Within this symbolic cultural matrix, civil religion connects hegemonic ends and more intimate realms of experience through vernacular images and ideas…and provides the populace with the illusion that the right forces are in control. Alliance with hegemonic power bestows reflected power on the women who serve it and lends transcendent meanings to the members’ everyday lives and to their vision of their roles in American society (275).

I have taken so long and given so much attention to detail in this collection because I believe it is a most useful commentary on our “bonds of affection.” It is a shock to plunge from the noble, stately rhetoric of Winthrop, Jefferson, and Lincoln into the nitty-gritty of our civic realities. This collection shows how every dimension of the “bonds of affection” has been vigorously contested over time, with one interest group or another fiercely attempting to gain advantage over another.
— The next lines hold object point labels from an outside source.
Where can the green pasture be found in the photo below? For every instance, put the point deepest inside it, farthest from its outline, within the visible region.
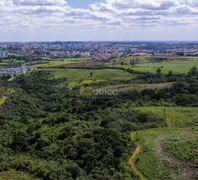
(76, 76)
(175, 116)
(166, 153)
(14, 54)
(137, 87)
(146, 64)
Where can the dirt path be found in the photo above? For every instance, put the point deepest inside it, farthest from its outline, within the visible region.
(133, 166)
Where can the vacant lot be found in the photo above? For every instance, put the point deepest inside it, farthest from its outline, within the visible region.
(76, 76)
(167, 153)
(151, 64)
(137, 87)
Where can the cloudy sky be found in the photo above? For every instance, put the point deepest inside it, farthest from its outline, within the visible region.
(66, 20)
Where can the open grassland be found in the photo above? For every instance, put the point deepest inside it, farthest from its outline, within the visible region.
(62, 62)
(76, 76)
(167, 153)
(2, 99)
(137, 87)
(151, 64)
(175, 116)
(15, 175)
(14, 54)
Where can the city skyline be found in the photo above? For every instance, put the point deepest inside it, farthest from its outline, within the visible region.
(98, 20)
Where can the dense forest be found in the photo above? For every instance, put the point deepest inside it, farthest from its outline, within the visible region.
(51, 132)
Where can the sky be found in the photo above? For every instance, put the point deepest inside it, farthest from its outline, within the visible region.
(98, 20)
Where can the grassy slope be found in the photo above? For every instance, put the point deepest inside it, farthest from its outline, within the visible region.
(176, 64)
(103, 75)
(2, 99)
(137, 87)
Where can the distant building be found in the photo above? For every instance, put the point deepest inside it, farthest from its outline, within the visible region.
(3, 54)
(14, 71)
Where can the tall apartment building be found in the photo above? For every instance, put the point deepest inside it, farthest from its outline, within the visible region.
(3, 54)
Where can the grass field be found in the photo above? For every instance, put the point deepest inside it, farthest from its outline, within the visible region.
(75, 76)
(175, 116)
(137, 87)
(167, 153)
(146, 64)
(2, 99)
(14, 54)
(15, 175)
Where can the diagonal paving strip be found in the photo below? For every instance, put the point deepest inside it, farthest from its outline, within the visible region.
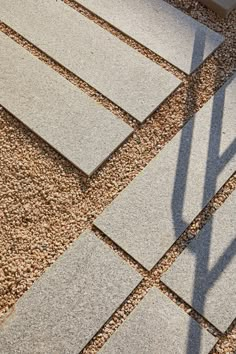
(73, 123)
(119, 72)
(65, 308)
(157, 206)
(205, 273)
(158, 325)
(160, 27)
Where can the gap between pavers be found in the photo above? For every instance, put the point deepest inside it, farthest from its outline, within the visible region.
(60, 113)
(204, 275)
(157, 325)
(70, 302)
(119, 72)
(222, 7)
(159, 204)
(160, 27)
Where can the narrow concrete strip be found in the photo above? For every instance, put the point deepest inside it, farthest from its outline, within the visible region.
(119, 72)
(73, 123)
(160, 27)
(65, 308)
(158, 205)
(222, 7)
(158, 325)
(205, 274)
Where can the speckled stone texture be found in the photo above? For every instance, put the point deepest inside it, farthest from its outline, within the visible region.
(158, 205)
(222, 7)
(158, 325)
(66, 118)
(70, 302)
(119, 72)
(205, 274)
(160, 27)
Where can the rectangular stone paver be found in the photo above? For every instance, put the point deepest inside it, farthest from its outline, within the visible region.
(158, 325)
(119, 72)
(70, 302)
(73, 123)
(160, 27)
(205, 273)
(158, 205)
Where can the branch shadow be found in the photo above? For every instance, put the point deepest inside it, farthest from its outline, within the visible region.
(215, 164)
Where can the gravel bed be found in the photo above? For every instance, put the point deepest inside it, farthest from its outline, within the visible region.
(46, 202)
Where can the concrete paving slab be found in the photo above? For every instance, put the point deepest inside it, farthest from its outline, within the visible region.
(73, 123)
(170, 33)
(157, 206)
(119, 72)
(205, 273)
(222, 7)
(70, 302)
(158, 325)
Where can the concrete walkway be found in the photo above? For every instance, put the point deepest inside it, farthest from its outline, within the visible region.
(94, 282)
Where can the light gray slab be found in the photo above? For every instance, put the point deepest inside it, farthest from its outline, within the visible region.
(205, 273)
(158, 205)
(70, 302)
(158, 325)
(73, 123)
(126, 77)
(160, 27)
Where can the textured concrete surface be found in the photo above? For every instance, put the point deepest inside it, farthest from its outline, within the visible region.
(158, 325)
(222, 7)
(157, 206)
(70, 302)
(205, 274)
(79, 128)
(122, 74)
(154, 23)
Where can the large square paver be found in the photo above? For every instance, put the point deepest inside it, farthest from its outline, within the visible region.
(158, 325)
(65, 308)
(119, 72)
(73, 123)
(160, 27)
(205, 273)
(157, 206)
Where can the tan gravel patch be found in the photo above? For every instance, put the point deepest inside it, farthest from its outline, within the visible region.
(46, 203)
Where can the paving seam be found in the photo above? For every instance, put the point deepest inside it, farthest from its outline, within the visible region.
(150, 279)
(68, 75)
(148, 53)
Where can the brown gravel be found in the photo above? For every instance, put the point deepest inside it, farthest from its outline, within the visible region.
(46, 202)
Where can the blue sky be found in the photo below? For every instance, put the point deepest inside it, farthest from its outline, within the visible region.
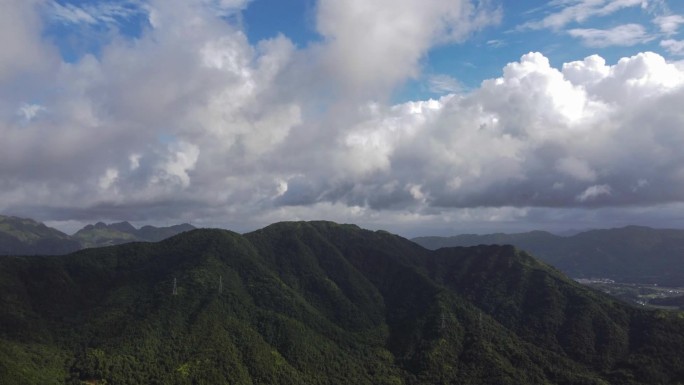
(480, 56)
(417, 116)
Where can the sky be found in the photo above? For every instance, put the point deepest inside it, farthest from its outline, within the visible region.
(421, 117)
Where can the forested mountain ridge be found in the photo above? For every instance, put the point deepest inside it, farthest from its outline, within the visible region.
(319, 303)
(101, 234)
(629, 254)
(23, 236)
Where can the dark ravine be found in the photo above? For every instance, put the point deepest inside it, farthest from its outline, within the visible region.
(319, 303)
(634, 254)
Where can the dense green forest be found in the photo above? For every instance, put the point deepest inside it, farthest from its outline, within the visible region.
(319, 303)
(634, 254)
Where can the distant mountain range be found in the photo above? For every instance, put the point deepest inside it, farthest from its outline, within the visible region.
(100, 234)
(22, 236)
(629, 254)
(319, 303)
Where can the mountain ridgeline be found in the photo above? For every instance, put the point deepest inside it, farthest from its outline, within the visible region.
(630, 254)
(319, 303)
(22, 236)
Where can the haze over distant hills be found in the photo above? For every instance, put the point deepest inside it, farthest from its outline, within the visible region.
(101, 234)
(318, 302)
(23, 236)
(629, 254)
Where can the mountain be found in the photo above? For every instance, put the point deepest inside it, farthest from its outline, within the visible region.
(21, 236)
(629, 254)
(101, 234)
(319, 303)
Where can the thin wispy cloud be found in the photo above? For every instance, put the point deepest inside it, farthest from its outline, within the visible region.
(108, 12)
(191, 118)
(565, 12)
(622, 35)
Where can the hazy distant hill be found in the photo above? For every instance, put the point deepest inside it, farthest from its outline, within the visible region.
(101, 234)
(21, 236)
(628, 254)
(319, 303)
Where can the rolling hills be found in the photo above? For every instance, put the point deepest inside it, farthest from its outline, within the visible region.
(319, 303)
(23, 236)
(630, 254)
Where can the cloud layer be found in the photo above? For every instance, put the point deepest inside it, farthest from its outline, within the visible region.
(192, 122)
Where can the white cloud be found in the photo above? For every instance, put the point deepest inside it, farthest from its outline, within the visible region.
(674, 47)
(108, 12)
(193, 122)
(594, 192)
(444, 84)
(669, 24)
(370, 47)
(578, 11)
(622, 35)
(29, 111)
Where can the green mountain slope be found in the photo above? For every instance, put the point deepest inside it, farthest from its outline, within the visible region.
(319, 303)
(101, 234)
(629, 254)
(21, 236)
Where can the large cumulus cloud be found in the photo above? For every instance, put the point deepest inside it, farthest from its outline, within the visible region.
(190, 121)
In the midst of this hard-fought ongoing contestation sits the church. The church is inescapably a party to this contestation, even as it lives beyond such contestation with its originary “agape-charity” textual tradition. The church is the only community that has as a part of its canon the command to “love one another” (John 13:34). And indeed, the church is the only community that has in its corpus the wondrous, too often reiterated, “love chapter” in I Corinthians 13. Imagine: this “love chapter” as a civic charter for the “bonds of affection”:

Love is patient;

love is kind;

love is not envious or boastful or arrogant or rude.
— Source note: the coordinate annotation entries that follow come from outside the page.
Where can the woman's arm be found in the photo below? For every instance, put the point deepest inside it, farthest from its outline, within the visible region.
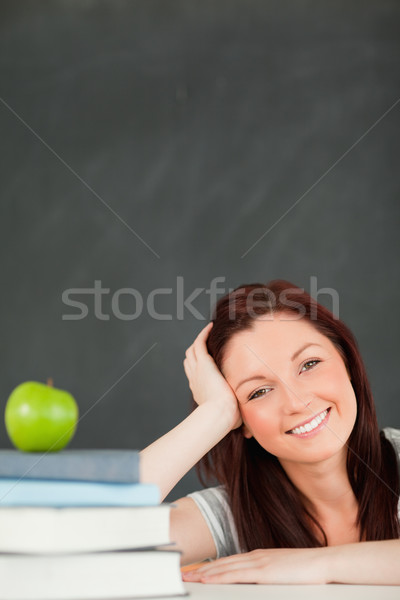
(169, 458)
(363, 563)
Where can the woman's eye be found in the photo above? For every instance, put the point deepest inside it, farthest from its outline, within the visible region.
(312, 363)
(258, 393)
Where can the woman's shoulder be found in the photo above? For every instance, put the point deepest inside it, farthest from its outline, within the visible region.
(216, 497)
(214, 506)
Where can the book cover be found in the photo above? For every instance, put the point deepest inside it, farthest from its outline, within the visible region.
(40, 530)
(96, 576)
(117, 466)
(41, 492)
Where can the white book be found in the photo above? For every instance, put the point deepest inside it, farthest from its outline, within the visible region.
(63, 530)
(96, 576)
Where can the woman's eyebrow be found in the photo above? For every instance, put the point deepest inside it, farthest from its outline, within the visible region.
(295, 355)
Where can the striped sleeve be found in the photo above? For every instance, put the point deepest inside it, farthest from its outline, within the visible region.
(214, 507)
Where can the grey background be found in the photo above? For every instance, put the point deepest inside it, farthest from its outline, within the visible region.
(199, 128)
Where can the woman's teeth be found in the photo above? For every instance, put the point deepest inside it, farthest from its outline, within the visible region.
(311, 425)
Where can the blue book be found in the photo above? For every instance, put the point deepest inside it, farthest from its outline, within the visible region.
(41, 492)
(115, 466)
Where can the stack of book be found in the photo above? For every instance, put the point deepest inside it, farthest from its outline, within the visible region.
(78, 524)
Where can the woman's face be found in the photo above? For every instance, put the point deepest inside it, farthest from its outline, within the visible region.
(293, 388)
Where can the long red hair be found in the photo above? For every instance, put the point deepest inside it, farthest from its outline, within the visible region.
(266, 506)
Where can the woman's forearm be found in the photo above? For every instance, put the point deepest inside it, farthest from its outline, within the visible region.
(170, 457)
(368, 563)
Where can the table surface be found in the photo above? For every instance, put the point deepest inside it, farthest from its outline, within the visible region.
(199, 591)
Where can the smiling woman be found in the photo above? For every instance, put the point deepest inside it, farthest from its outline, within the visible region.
(284, 420)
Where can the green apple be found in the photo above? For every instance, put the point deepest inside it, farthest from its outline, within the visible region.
(40, 418)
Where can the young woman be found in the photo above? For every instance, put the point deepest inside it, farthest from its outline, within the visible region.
(284, 421)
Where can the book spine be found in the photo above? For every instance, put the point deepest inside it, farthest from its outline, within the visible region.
(35, 492)
(117, 466)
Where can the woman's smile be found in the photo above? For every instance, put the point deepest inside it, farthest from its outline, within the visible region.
(313, 426)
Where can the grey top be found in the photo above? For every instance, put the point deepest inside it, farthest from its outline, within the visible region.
(214, 506)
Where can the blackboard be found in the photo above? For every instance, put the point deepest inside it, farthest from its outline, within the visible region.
(157, 144)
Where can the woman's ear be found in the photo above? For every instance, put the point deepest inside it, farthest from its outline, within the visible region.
(246, 432)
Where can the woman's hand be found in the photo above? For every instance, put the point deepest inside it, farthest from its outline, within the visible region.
(207, 382)
(276, 565)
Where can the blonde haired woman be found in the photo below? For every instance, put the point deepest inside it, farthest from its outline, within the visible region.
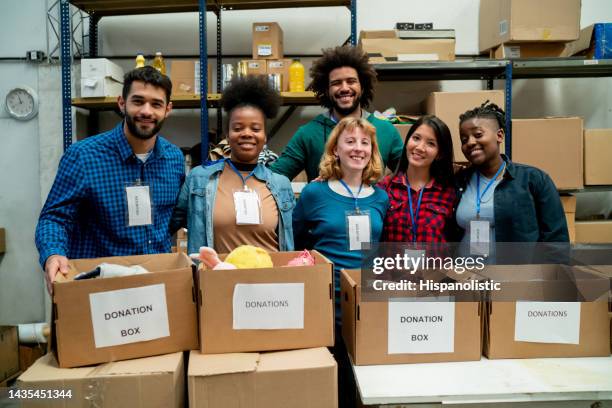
(343, 209)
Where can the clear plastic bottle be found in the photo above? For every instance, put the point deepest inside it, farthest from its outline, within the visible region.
(296, 76)
(140, 61)
(158, 63)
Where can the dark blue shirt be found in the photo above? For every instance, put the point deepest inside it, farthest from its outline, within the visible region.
(86, 215)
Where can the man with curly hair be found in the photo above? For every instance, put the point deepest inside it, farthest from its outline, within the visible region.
(343, 81)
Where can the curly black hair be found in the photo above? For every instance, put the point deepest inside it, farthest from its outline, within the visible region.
(252, 91)
(338, 57)
(148, 75)
(487, 110)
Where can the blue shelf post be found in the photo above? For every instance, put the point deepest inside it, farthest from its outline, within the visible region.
(65, 38)
(203, 82)
(508, 129)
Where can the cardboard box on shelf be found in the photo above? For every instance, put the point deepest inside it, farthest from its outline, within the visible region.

It does not insist on its own way;

it is not irritable or resentful;

it does not rejoice in wrong doing!

Because of its frequent use at weddings, the impact of this lyrical utterance may have become trivialized when in fact it might be a guide for the production and maintenance of civic bonds of affection. Methinks it might be food for thought to use the passage less frequently at weddings and preserve it for such important civic occasions as the Fourth of July and Thanksgiving. When used in that way, we may see that our “bonds of affection” require such generosity. This is surely what Winthrop, Jefferson, and Lincoln had in mind when they spoke of “charity” and commended bonds of affection that they insisted were deeper and more elemental than our civic disputes. This may be a time when the church can faithfully insist that its tradition of agape-charity is urgent in our civic practice. Without it, the rest is simply posturing and empty rhetoric. But of course Winthrop, Jefferson, and Lincoln all assumed and insisted that such matters were necessary practices and not empty rhetoric. Such bonds of affection are the most elemental stuff of democratic life. The church has a crucial role to play in the recovery of such charity. But the church can only perform that role when it gives up its attraction to individualized romantic sentimentalism.